Divide both terms of the ratio by their greatest common divisor (GCD). Simplifying 8:12 — the GCD of 8 and 12 is 4, so dividing both terms by 4 gives 2:3, the lowest-terms form of the same ratio.
A proportion sets two ratios equal to each other, like A:B = C:X. Cross-multiplication gives A × X = B × C, so X = (B × C) / A. This lets you find a missing fourth value any time you already know three of the four numbers in a proportional relationship — a very common real-world task, like scaling a recipe or a map.
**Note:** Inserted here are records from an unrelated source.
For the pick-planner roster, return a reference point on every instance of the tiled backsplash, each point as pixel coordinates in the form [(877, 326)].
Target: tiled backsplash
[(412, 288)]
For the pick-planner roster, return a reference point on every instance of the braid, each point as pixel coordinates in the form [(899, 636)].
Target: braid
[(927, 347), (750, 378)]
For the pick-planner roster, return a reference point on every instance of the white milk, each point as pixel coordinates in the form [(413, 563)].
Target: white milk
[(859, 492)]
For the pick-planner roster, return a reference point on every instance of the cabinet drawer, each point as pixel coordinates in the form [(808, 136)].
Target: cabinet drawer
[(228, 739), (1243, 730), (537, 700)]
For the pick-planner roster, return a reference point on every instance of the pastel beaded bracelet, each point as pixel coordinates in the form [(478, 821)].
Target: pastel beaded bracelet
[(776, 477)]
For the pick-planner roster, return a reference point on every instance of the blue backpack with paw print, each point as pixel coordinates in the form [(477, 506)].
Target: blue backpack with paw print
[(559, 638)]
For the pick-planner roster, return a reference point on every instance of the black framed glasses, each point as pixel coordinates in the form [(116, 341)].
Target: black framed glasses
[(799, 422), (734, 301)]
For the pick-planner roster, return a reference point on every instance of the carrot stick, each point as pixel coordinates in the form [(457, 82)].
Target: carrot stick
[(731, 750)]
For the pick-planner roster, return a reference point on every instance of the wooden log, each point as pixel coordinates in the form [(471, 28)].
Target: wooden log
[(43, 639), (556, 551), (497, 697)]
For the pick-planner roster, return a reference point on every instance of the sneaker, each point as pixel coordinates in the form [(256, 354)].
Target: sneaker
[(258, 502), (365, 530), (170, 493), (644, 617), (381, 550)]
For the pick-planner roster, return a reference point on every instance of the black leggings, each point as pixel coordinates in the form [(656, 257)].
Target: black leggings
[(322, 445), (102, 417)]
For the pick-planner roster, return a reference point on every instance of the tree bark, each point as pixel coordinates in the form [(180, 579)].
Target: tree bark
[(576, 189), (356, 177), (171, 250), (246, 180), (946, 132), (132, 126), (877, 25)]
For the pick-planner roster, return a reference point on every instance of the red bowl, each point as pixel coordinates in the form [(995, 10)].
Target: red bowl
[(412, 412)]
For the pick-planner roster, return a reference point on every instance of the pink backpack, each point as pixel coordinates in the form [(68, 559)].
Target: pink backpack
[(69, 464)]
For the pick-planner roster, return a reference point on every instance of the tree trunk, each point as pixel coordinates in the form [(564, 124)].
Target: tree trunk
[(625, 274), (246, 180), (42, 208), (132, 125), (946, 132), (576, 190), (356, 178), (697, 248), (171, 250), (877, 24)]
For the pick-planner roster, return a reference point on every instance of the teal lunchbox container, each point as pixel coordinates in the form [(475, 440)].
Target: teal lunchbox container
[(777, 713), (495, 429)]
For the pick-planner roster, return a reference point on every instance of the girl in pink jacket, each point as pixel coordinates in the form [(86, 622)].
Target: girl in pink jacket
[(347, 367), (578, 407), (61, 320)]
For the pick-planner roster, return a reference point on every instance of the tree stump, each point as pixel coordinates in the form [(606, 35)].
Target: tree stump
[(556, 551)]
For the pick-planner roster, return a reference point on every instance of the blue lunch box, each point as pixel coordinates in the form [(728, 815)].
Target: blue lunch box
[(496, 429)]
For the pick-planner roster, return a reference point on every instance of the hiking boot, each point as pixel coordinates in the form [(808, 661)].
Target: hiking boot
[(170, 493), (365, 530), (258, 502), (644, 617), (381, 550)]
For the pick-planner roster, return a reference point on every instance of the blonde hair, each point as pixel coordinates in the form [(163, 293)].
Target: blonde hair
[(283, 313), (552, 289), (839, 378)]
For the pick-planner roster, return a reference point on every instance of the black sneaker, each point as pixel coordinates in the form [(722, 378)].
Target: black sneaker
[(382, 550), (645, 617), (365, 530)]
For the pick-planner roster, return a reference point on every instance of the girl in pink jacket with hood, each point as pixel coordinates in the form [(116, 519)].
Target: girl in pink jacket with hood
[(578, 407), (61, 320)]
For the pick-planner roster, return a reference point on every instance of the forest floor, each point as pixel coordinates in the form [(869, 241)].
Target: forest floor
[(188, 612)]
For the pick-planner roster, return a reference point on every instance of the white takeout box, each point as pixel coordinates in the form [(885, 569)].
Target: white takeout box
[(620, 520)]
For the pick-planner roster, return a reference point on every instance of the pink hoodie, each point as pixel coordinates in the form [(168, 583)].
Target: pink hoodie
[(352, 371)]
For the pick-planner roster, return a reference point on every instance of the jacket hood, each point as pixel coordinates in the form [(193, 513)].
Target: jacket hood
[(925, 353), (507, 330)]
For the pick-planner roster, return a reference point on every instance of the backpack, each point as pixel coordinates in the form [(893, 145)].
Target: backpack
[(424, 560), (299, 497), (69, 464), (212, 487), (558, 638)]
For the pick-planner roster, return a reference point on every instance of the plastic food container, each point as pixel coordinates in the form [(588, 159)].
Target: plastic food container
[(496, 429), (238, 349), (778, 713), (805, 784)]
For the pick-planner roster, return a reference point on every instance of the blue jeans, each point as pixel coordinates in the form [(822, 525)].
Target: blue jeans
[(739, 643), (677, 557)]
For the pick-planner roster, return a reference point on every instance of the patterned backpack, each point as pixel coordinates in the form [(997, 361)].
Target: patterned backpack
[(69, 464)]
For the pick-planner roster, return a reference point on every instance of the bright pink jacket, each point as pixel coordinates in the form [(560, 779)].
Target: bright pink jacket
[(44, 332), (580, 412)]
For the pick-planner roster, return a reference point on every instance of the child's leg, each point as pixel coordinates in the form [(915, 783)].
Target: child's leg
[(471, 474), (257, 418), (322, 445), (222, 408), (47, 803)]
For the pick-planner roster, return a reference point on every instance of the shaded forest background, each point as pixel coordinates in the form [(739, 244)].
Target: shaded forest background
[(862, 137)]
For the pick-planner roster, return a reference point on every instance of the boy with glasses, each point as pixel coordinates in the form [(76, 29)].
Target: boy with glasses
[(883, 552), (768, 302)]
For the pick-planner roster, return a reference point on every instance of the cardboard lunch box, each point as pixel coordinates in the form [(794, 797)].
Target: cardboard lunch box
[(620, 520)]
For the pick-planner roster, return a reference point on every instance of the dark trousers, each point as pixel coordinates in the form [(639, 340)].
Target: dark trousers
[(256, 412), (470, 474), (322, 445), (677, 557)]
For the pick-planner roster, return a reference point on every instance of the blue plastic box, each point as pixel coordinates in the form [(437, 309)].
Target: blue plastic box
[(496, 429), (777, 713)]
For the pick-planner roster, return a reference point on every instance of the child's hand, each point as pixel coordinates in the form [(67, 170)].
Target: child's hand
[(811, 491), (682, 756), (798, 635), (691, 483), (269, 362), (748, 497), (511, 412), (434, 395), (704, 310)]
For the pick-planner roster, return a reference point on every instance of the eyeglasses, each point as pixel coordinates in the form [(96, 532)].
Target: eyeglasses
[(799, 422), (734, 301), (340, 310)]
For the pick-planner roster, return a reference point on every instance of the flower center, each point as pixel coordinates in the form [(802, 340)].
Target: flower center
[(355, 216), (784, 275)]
Related, but not identical. A fraction represents a part of a whole — 3/4 of one pizza. A ratio compares two separate quantities that don't have to add up to any single whole — a 3:2 ratio of flour to sugar in a recipe describes two different ingredients, not two parts of one total amount. Ratios are often written and calculated in fraction form, which is exactly why the two concepts get conflated, even though conceptually a ratio is a comparison and a fraction is a portion.
The Fraction Calculator handles arithmetic directly on fractions — adding, subtracting, multiplying, and dividing two fractions together. This tool instead handles ratio-specific tasks: reducing a ratio to its lowest terms, and solving a proportion for a missing value. Use the Fraction Calculator when you need to combine two fractions; use this tool when you're comparing quantities or scaling a proportion.
Worked example: simplifying 8:12 gives 2:3 (dividing both by their GCD, 4). Solving the proportion 2:3 = 10:X: X = (3 × 10) / 2 = 30/2 = 15 — check: 2:3 and 10:15 both reduce to the same 2:3 ratio.